SELECT first_name, last_name, department,
       COUNT(1) OVER (PARTITION BY department) AS size_of_department
FROM   employees
WHERE  last_name LIKE 'A%'

We’ll get the number of employees in the department with a last name beginning with A, instead of all the employees in the department. Remember that analytic functions are executed last.

SQL Standardization

Date and time syntax, NULLs, string concatenation, comparison case sensitivity and other aspects of SQL  vary from one vendor to another – making it hard to move an application between vendors.

Try using standard SQL only. For example – use COALESCE instead of ISNULL (SQL Server) or NVL(Oracle).
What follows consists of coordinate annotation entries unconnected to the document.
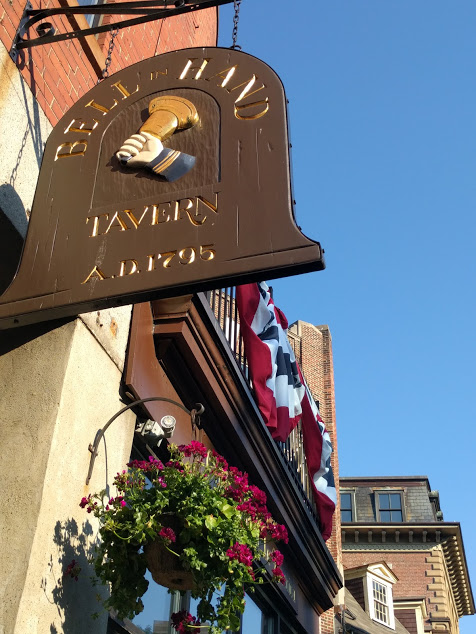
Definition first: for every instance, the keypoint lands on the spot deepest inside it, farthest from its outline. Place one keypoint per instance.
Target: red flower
(279, 575)
(181, 622)
(168, 534)
(277, 557)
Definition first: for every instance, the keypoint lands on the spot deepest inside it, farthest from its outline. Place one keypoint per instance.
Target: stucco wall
(59, 388)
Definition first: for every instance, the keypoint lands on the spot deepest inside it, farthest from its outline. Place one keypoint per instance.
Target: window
(346, 508)
(380, 600)
(390, 507)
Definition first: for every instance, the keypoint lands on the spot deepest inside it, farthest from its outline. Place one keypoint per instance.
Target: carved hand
(139, 150)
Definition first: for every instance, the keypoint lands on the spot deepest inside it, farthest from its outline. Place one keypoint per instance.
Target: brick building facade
(398, 521)
(312, 347)
(425, 554)
(62, 380)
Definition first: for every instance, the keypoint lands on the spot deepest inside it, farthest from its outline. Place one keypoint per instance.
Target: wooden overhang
(192, 350)
(448, 534)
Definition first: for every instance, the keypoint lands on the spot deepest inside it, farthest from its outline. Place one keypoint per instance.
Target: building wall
(313, 350)
(60, 381)
(416, 503)
(58, 74)
(421, 573)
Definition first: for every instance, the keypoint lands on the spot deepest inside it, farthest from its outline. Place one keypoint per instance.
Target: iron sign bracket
(148, 10)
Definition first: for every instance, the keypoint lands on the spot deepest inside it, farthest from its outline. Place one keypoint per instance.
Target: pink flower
(277, 557)
(278, 575)
(194, 449)
(184, 622)
(167, 534)
(242, 553)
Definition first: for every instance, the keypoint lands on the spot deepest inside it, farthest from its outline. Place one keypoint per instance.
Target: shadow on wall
(73, 593)
(13, 226)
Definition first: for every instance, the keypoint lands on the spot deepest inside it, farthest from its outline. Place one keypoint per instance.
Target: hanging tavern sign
(170, 177)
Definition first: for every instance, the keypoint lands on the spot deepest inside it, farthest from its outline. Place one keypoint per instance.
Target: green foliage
(223, 527)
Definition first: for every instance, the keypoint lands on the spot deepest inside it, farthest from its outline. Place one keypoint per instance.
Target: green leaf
(210, 522)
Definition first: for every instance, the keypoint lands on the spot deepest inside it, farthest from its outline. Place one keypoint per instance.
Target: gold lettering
(103, 109)
(182, 205)
(81, 127)
(151, 265)
(96, 274)
(226, 75)
(248, 85)
(160, 213)
(257, 115)
(134, 267)
(155, 73)
(196, 222)
(191, 66)
(123, 90)
(71, 152)
(130, 214)
(95, 231)
(119, 223)
(208, 204)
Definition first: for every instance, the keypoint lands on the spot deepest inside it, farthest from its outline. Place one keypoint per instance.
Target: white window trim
(371, 604)
(352, 501)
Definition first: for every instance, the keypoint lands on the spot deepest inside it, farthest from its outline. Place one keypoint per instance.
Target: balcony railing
(224, 307)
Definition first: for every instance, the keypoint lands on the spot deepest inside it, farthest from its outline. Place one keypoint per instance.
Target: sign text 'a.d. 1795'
(170, 177)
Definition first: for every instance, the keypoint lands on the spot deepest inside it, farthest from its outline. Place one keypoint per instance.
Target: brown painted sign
(170, 177)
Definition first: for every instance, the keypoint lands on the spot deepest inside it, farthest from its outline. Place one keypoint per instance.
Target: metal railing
(224, 307)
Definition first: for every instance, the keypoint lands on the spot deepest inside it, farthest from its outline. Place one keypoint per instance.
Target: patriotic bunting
(281, 392)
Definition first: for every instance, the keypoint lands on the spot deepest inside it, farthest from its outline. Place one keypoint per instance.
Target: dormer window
(390, 507)
(380, 596)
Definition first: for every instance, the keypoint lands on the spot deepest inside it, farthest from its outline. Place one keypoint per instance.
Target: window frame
(350, 492)
(371, 578)
(378, 509)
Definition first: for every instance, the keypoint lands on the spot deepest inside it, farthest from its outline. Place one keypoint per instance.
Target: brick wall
(313, 349)
(408, 619)
(58, 74)
(420, 574)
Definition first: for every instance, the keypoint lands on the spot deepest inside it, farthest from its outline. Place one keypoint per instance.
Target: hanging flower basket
(166, 567)
(197, 524)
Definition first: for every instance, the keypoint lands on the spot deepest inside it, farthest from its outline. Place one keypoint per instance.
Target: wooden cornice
(198, 360)
(446, 534)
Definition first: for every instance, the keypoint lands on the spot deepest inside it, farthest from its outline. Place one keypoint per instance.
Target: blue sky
(383, 118)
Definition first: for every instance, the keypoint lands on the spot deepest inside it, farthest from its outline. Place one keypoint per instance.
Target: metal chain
(236, 19)
(112, 43)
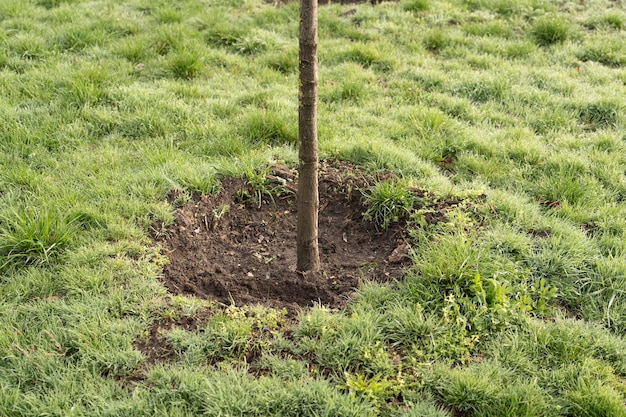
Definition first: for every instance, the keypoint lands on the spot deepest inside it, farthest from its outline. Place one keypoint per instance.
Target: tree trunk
(308, 195)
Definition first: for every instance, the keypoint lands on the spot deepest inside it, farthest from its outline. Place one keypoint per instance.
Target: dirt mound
(229, 248)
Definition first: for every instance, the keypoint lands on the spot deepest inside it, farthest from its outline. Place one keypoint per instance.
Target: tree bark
(308, 258)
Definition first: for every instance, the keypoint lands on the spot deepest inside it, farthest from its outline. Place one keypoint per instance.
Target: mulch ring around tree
(236, 248)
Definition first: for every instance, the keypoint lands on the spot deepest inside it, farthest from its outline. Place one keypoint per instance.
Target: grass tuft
(33, 237)
(548, 31)
(387, 202)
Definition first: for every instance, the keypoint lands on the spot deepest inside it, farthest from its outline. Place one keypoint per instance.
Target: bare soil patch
(234, 250)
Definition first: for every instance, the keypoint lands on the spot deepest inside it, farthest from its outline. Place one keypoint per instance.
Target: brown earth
(229, 248)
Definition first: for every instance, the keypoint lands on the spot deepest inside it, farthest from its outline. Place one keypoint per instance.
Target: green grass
(515, 303)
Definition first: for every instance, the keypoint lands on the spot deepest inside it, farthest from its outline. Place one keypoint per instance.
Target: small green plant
(268, 127)
(185, 64)
(602, 113)
(417, 6)
(436, 40)
(550, 30)
(33, 237)
(261, 186)
(387, 202)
Prevent SQL Injection (SQLi) Attacks

A well known security pitfall in web applications is the SQL injection attack – a code injection technique that attacks applications by inserting statements into a field for execution. Such attacks are usually used to steal data, change data, or change permissions in the attacked database.

Preventing SQL Injection attacks starts during development, and should be followed by the use of scanners and web application firewalls to protect your application. Please refer to the SQL Injection blog post  for examples and ways to prevent such attacks. 

Wrapping Up

SQL is great. I personally prefer SQL-based language to any other query language or API. However, you need to use it correctly to make your work easier. Start by building your schema correctly and later use coding conventions and other options, like the WITH keyword and window functions. 

Don’t forget to keep the known pitfalls in mind. And, If you’re writing an application, then protect it from SQL Injection.